Il ‘One man band’ Scott H. Biram (suona chitarre, tastiere e percussioni) con Fever Dreams porta a quota 12 il conto degli album.
La ricetta di blues/rock e ballate roots è ancora vincente, non tradisce uno spirito errante, da pioniere in terra d’America che macina strada e asfalto senza meta, tra alcol, motel fatiscenti, storie di Truckers, con l'essenza spirituale di un peccatore che litiga con amori perduti.
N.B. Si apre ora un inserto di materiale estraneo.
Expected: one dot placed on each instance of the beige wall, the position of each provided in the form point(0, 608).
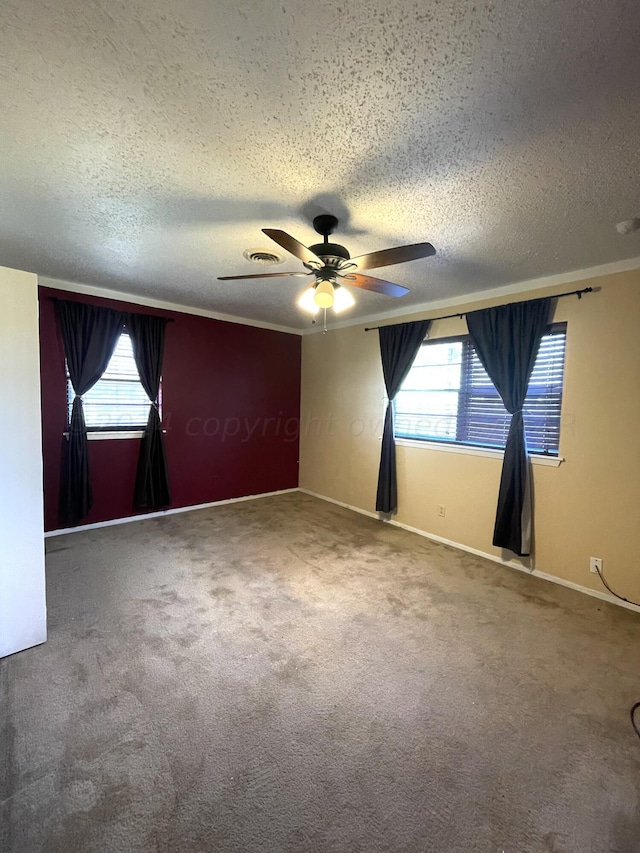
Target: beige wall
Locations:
point(589, 506)
point(23, 617)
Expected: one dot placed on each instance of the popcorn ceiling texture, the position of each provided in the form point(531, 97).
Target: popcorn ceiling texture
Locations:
point(145, 144)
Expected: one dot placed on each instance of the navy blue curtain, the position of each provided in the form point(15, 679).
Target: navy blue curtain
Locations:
point(89, 335)
point(399, 345)
point(507, 339)
point(152, 477)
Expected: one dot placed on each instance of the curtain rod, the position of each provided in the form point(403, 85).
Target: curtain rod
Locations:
point(577, 293)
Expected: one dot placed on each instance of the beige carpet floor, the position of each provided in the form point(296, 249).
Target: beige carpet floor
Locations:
point(285, 675)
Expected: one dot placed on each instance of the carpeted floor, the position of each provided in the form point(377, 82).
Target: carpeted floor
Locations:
point(285, 675)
Il ‘quadretto poco natalizio’, dato il periodo, cozza contro una sorta di sogno in musica,
Fever Dreams (l’affascinante ballata d’apertura) va direttamente dritta ai nostri sentimenti, allo spazio crepuscolare nel profondo della nostra anima, sfiorando soltanto la nostra coscienza diurna nella schietta e ruvida
Hobo Jungle.
Nelle ballate roots, come la splendida
Can't Stay Long, non c’è bisogno di una chiave speciale per farsela piacere (una parola, un suono della chitarra, una luce, una visione di dove sta andando a parare su una delle tante highways solcate) per svelarsi nel suo significato eternamente sfuggente tra religione, alcool e redenzione della deliziosa e nervosa
Drunk Like Me.
Un ricordo al Dio, dato il periodo,
Townes Van Zandt con
Highway Kind, qualche eccesso perdonabile nel finale (da
Whatcha Gonna Do a sfuriate country, meglio una
Hallelu ad esempio) ma comunque Fever Dreams mostra che
Scott H. Biram ha ancora “sete”.
Di qualcosa cui tende speranzoso, e bisogna seguirlo, ancora una volta.